If `f(x) = log ((1+x)/(1-x))`, where `-1 lt x lt 1` then `f((3x+x^(3))/(1+3x^(2))) - f((2x)/(1+x^(2)))` is equal to

To solve the problem, we need to evaluate the expression \( f\left(\frac{3x + x^3}{1 + 3x^2}\right) - f\left(\frac{2x}{1 + x^2}\right) \) where \( f(x) = \log\left(\frac{1+x}{1-x}\right) \). ### Step-by-Step Solution: 1. **Identify the Function**: We have \( f(x) = \log\left(\frac{1+x}{1-x}\right) \). 2. **Substitute the First Expression**: Let \( a = \frac{3x + x^3}{1 + 3x^2} \). Then, we need to find \( f(a) = \log\left(\frac{1 + a}{1 - a}\right) \). 3. **Calculate \( 1 + a \) and \( 1 - a \)**: - \( 1 + a = 1 + \frac{3x + x^3}{1 + 3x^2} = \frac{(1 + 3x^2) + (3x + x^3)}{1 + 3x^2} = \frac{1 + 3x + 3x^2 + x^3}{1 + 3x^2} \) - \( 1 - a = 1 - \frac{3x + x^3}{1 + 3x^2} = \frac{(1 + 3x^2) - (3x + x^3)}{1 + 3x^2} = \frac{1 - 3x + 3x^2 - x^3}{1 + 3x^2} \) 4. **Combine the Expressions**: Now, we can express \( f(a) \): \[ f(a) = \log\left(\frac{1 + a}{1 - a}\right) = \log\left(\frac{1 + 3x + 3x^2 + x^3}{1 - 3x + 3x^2 - x^3}\right) \] 5. **Substitute the Second Expression**: Let \( b = \frac{2x}{1 + x^2} \).
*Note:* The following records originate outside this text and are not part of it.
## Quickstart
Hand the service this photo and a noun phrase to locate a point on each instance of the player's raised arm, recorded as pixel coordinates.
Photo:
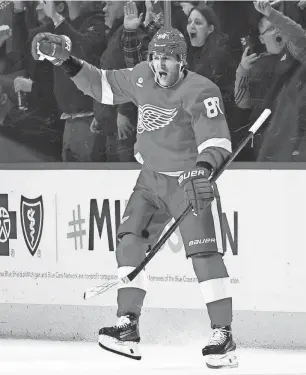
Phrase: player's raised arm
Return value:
(105, 86)
(210, 127)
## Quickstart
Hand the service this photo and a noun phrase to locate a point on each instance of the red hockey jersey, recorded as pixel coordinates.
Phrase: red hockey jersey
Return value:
(177, 126)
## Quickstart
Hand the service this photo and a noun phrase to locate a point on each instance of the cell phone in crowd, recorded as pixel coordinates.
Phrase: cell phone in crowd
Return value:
(254, 46)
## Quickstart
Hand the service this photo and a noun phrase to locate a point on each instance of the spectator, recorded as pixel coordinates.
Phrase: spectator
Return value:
(119, 142)
(10, 67)
(209, 56)
(86, 29)
(276, 79)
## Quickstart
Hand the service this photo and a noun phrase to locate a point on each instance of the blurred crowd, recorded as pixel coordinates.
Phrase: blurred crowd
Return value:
(256, 61)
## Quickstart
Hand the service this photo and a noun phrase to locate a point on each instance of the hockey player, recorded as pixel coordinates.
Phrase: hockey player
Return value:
(182, 139)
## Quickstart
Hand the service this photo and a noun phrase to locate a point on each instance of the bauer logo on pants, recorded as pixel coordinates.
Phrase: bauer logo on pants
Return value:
(32, 219)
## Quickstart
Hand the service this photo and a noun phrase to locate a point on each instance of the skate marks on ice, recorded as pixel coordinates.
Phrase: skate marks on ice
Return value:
(67, 358)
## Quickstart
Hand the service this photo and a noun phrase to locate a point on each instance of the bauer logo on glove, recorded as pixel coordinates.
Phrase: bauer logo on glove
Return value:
(197, 188)
(55, 48)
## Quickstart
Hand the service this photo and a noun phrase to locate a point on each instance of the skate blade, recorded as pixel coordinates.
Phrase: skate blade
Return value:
(128, 349)
(228, 360)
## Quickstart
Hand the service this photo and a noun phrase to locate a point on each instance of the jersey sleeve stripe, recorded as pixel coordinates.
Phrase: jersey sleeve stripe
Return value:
(216, 142)
(107, 93)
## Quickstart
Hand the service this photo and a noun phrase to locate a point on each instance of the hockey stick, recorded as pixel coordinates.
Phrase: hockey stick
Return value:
(131, 276)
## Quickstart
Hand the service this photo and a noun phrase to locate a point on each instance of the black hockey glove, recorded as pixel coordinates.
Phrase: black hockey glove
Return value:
(55, 48)
(197, 187)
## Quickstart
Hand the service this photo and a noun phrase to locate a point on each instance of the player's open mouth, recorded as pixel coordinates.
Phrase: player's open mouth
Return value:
(192, 35)
(279, 39)
(162, 74)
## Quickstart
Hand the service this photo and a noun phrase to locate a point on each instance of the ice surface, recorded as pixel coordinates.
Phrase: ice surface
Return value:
(67, 358)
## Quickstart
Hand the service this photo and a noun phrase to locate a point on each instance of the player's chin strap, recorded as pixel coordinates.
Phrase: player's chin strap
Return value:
(181, 74)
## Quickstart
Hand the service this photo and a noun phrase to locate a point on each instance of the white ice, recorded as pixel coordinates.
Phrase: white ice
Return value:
(24, 357)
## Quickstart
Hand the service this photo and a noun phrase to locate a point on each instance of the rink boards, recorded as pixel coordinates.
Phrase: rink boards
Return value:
(57, 238)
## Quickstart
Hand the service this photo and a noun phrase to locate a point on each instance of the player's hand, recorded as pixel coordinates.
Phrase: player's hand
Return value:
(23, 84)
(198, 189)
(125, 127)
(55, 48)
(263, 6)
(248, 60)
(131, 19)
(49, 8)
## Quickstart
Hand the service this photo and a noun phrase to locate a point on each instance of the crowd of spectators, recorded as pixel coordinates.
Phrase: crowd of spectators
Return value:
(256, 61)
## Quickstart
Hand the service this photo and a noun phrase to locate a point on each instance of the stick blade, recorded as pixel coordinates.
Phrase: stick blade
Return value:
(100, 289)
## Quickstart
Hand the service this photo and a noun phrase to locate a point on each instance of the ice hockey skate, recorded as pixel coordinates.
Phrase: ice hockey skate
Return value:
(220, 350)
(122, 338)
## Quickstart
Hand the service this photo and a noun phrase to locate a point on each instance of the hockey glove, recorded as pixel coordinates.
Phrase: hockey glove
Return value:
(198, 189)
(55, 48)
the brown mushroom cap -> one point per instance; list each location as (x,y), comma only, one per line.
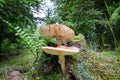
(61,50)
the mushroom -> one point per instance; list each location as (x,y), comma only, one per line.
(61,52)
(63,34)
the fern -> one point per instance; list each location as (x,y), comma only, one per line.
(33,40)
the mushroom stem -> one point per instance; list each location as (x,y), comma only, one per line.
(62,63)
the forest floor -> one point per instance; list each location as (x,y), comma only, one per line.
(102,65)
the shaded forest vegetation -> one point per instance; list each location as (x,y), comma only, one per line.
(97,20)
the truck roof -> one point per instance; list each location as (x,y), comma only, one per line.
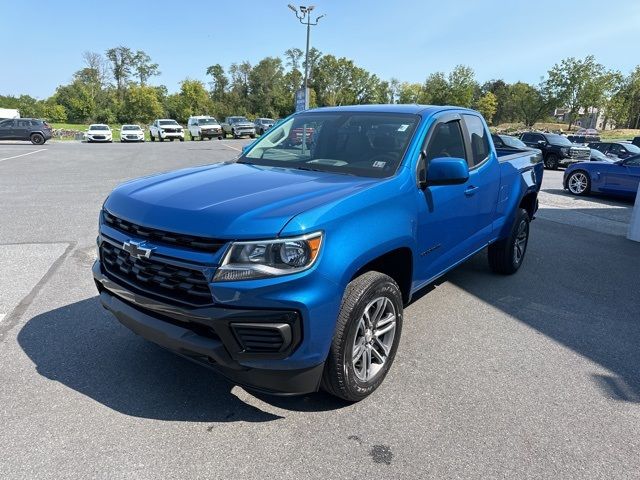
(391,108)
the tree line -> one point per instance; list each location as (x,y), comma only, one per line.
(114,88)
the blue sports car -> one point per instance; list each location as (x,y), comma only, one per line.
(618,178)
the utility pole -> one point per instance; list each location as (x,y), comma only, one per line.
(303,14)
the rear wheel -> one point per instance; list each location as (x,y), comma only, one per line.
(551,162)
(506,256)
(37,139)
(579,183)
(366,337)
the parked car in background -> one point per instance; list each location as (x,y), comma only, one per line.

Then, we need to find \( f(b) = \log\left(\frac{1 + b}{1 - b}\right) \). 6. **Calculate \( 1 + b \) and \( 1 - b \)**: - \( 1 + b = 1 + \frac{2x}{1 + x^2} = \frac{(1 + x^2) + 2x}{1 + x^2} = \frac{1 + 2x + x^2}{1 + x^2} \) - \( 1 - b = 1 - \frac{2x}{1 + x^2} = \frac{(1 + x^2) - 2x}{1 + x^2} = \frac{1 - 2x + x^2}{1 + x^2} \) 7. **Combine the Expressions**: Now, we can express \( f(b) \): \[ f(b) = \log\left(\frac{1 + b}{1 - b}\right) = \log\left(\frac{1 + 2x + x^2}{1 - 2x + x^2}\right) \] 8. **Subtract the Two Functions**: Now we need to find: \[ f(a) - f(b) = \log\left(\frac{1 + 3x + 3x^2 + x^3}{1 - 3x + 3x^2 - x^3}\right) - \log\left(\frac{1 + 2x + x^2}{1 - 2x + x^2}\right) \] This simplifies to: \[ = \log\left(\frac{(1 + 3x + 3x^2 + x^3)(1 - 2x + x^2)}{(1 - 3x + 3x^2 - x^3)(1 + 2x + x^2)}\right) \] 9. **Final Result**: After simplification, we find that: \[ f\left(\frac{3x + x^3}{1 + 3x^2}\right) - f\left(\frac{2x}{1 + x^2}\right) = 0 \] ### Conclusion: Thus, the answer is \( 0 \).